Humiliation pour Ecclestone 

Gilles Villeneuve, revenu au stand en cours de séance, aperçoit Piquet à pied. Il se dirige aussitôt dans le stand Brabham. Bernie, pris de cours tente de gagner du temps en argumentant que Piquet n’est pas en état de conduire après avoir gardé la porte du dortoir toute la nuit. Un groupe de pilotes se forme et déboule chez le médecin du circuit. L’examen dure quelques minutes et Piquet sort du cabinet médical sous les acclamations. Il est évidemment autorisé à courir, humiliant un peu plus son patron qui n’avait pas besoin de ça.

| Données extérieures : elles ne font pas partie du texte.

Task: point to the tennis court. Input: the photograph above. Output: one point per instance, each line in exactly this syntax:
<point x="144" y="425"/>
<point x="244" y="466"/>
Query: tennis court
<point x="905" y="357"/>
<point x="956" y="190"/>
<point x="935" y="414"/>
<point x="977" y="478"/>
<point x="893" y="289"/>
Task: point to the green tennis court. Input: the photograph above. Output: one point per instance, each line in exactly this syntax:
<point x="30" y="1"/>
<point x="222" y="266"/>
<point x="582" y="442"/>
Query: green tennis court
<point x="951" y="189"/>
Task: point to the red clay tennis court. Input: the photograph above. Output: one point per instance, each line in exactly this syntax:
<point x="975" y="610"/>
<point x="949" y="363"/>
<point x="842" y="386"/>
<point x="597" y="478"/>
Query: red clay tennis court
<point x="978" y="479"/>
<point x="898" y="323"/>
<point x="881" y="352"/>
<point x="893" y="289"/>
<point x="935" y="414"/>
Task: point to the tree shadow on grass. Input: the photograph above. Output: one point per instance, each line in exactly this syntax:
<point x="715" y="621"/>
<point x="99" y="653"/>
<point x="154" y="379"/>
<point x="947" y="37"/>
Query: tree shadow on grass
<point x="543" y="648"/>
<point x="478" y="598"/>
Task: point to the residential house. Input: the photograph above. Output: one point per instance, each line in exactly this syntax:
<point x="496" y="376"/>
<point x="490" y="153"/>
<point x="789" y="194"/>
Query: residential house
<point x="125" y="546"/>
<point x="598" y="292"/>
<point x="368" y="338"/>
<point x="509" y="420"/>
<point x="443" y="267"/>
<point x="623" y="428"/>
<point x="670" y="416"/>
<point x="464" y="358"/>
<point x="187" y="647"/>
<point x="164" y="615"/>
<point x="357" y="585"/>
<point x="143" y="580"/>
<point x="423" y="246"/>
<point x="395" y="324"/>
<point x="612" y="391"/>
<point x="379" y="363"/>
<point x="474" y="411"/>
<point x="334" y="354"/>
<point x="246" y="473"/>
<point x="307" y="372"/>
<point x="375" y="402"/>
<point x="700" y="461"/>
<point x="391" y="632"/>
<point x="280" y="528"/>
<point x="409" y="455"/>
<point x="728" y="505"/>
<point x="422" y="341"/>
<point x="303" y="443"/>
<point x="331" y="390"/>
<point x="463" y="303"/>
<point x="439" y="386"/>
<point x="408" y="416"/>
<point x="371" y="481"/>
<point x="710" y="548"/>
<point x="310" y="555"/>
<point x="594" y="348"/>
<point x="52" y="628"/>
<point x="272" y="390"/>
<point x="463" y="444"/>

Samedi 23 Janvier, Circuit

Et la course me direz vous ?

Et bien le grand prix aura bien lieu. Alain Prost mène au bout de quelques tours avec une confortable avance. Piquet abandonne, les écarts augmentent et on commence à se dire que le français a course gagnée. Mais il doit rentrer au stand! Son pneu arrière gauche est crevé et c’est au ralenti qu’il rejoint le garage. A ce moment là on assiste sans le savoir encore à un autre moment historique. En effet, sans le vouloir, le jeune Français va révolutionner le monde de la F1. Il repart bon dernier et se met donc à attaquer comme un dingue. Il est très à l’aise sur ce circuit et assez rapidement remonte les derniers concurrents. Au fur et à mesure des tours, il grapille des places au classement. Au terme du GP il est de nouveau premier et s’impose pour la quatrième fois de sa carrière.

L’histoire dans l’histoire

Et alors me direz vous? Alain Prost est le premier pilote de F1 à s’imposer après un arrêt au stand! Il vient de prouver à tout le monde qu’on pouvait gagner une course malgré le temps passé au garage. La leçon sera retenue par la concurrence et très vite généralisée. Dans les courses suivantes, on commence à assister à des ravitaillements d’essence et des changements de gommes. Les ravitaillements en essence sont rapidement interdits mais reviendront dans les années 90. Les changements de pneumatiques deviendront la norme et feront partie intégrante de la stratégie de course.